Another period deserves study in this connection. When one examines the literature of the Middle Ages, one gains the conviction that miracles formed the staple emotional diet of the people. They played the part that novels and detective stories do now. Man is naturally dramatic in his interpretation of life, and what can be more thrilling than a miracle? Constance, the heroine of the Man of Law's Tale in Chaucer, is rescued from death when in most perilous plight by that Unseen Hand which frustrates the plots of the wicked. Skepticism and realism are slowly acquired habits of mind. The primary impulse is to believe. And, when religious motives and traditions enter to strengthen the sway of this impulse, it is hard to counteract. When learned theologians enunciate the principle, "I believe because it is absurd," it is not to be wondered at that the mass of the people believe because they do not see that it is absurd. For ages, the world was a sort of quicksand, and it has taken far more courage and sheer intellectual capacity and moral daring than the mass of the people will ever conceive to build dykes out into the unknown and rescue it for the empire of unswerving law.

But we must pass from the historical study of miracles to the systematic, or philosophical, aspect of the matter. The philosophy of miracles breaks up into two parts, the laws of evidence and proof, and the nature of cause. The first part may be called logical; the second, metaphysical.

Theological miracles involve two elements, the fact and the theory. It is only after the fact has been sufficiently proven that its cause can come into question.

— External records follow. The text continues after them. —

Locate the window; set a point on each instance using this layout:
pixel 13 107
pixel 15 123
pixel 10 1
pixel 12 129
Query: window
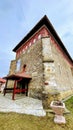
pixel 18 63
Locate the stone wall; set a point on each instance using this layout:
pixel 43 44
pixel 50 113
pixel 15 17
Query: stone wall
pixel 33 60
pixel 63 74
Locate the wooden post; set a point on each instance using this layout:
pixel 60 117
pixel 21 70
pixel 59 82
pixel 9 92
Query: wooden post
pixel 5 87
pixel 14 90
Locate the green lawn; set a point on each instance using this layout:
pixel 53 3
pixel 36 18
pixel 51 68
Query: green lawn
pixel 14 121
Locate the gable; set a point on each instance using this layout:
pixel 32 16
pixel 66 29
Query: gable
pixel 42 29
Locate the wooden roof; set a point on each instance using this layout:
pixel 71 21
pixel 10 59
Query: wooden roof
pixel 44 21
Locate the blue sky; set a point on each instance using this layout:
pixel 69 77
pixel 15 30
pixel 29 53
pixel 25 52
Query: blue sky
pixel 18 17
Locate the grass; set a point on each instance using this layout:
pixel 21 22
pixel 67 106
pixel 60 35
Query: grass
pixel 14 121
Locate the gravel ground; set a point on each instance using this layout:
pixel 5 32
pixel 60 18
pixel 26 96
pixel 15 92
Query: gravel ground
pixel 21 104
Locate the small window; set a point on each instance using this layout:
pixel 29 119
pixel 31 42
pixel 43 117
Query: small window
pixel 18 63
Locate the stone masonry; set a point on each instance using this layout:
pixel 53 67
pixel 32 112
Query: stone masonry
pixel 47 62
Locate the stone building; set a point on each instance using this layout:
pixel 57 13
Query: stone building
pixel 46 59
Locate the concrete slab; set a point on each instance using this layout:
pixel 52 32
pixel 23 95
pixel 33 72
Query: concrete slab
pixel 22 104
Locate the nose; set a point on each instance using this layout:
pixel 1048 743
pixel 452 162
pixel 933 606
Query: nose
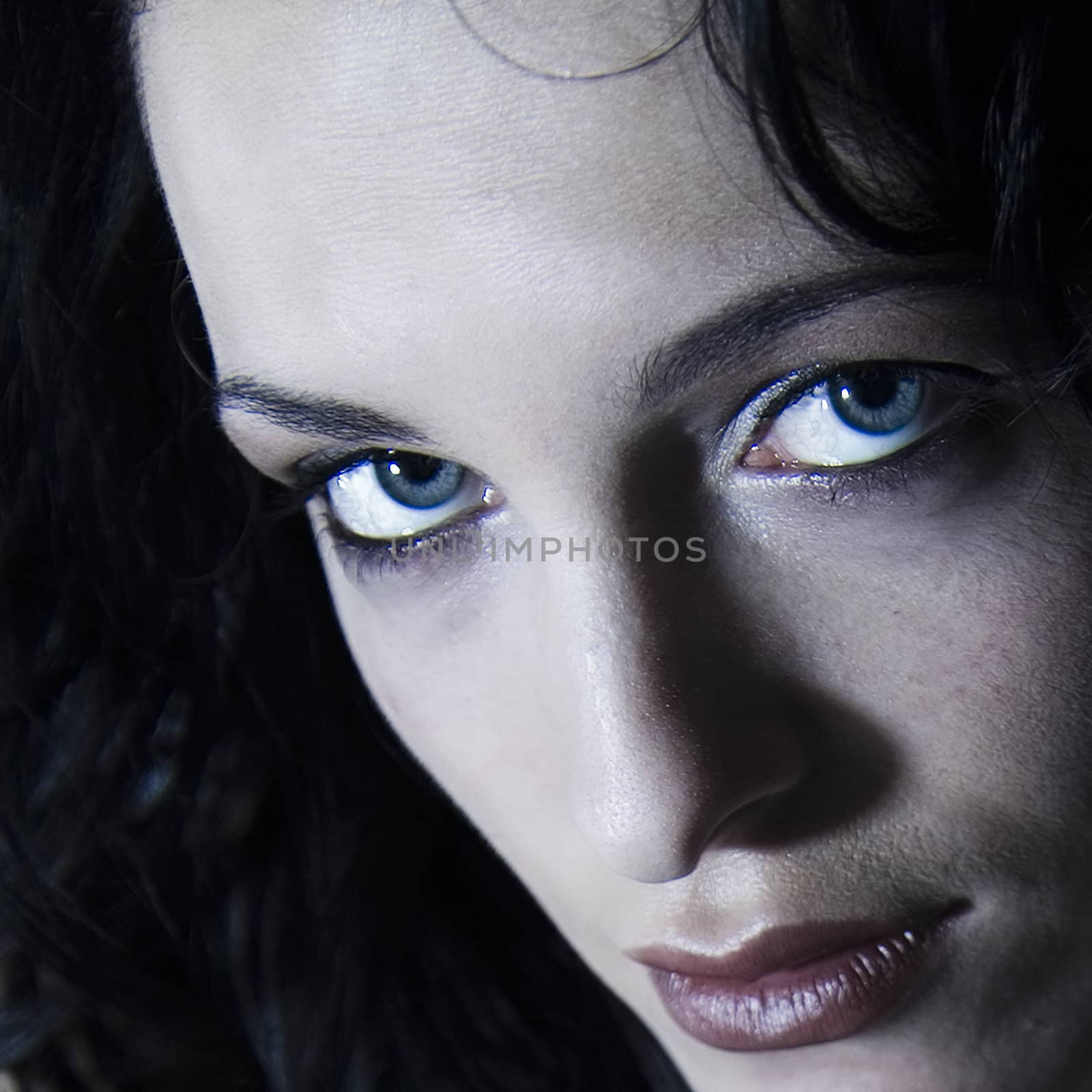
pixel 678 735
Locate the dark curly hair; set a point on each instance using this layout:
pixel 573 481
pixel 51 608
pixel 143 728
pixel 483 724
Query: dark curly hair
pixel 218 867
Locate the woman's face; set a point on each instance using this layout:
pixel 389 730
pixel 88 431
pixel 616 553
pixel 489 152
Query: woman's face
pixel 852 706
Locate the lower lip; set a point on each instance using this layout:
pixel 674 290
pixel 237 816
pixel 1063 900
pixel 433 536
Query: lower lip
pixel 818 1002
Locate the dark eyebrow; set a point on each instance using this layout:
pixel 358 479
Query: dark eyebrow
pixel 745 328
pixel 741 331
pixel 315 415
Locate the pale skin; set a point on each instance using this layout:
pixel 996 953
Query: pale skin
pixel 868 693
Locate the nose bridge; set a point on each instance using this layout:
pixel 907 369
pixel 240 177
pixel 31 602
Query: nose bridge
pixel 670 738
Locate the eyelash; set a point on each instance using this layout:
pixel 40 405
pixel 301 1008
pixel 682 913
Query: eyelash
pixel 975 391
pixel 373 558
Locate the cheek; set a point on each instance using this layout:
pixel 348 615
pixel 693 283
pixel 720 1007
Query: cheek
pixel 964 633
pixel 457 665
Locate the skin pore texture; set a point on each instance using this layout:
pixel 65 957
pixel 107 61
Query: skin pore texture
pixel 868 698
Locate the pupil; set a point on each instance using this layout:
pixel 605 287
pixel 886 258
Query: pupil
pixel 872 389
pixel 415 468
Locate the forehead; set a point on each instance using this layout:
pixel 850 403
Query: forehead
pixel 375 205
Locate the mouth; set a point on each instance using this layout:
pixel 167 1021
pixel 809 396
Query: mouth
pixel 797 986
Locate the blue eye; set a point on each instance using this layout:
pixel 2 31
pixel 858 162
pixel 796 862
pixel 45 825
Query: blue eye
pixel 418 480
pixel 857 416
pixel 392 493
pixel 877 401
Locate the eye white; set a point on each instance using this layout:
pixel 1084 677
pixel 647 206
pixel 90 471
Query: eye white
pixel 811 431
pixel 360 497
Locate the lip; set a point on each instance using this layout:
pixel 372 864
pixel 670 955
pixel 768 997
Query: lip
pixel 796 986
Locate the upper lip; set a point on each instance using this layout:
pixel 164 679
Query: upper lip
pixel 779 947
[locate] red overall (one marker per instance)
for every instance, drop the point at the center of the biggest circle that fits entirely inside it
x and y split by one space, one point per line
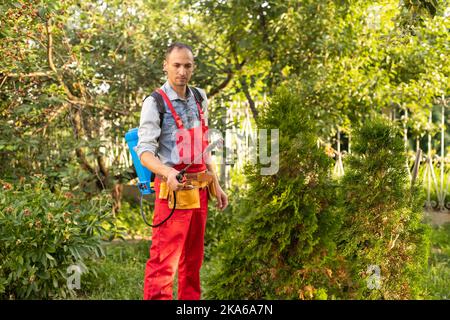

It is absurd to explain facts either by natural processes or by the will of God until you are certain that these events were actual occurrences. If a child took Alice in Wonderland too seriously and asked me to explain "Why the sea is boiling hot," I would be compelled to disappoint its craving for explanation. Now I am certain that the situation in regard to miracles is not much otherwise. Were the alleged facts to be proven beyond reasonable doubt, the need for a genuine explanation would press upon us. But the history of the subject points in the other direction.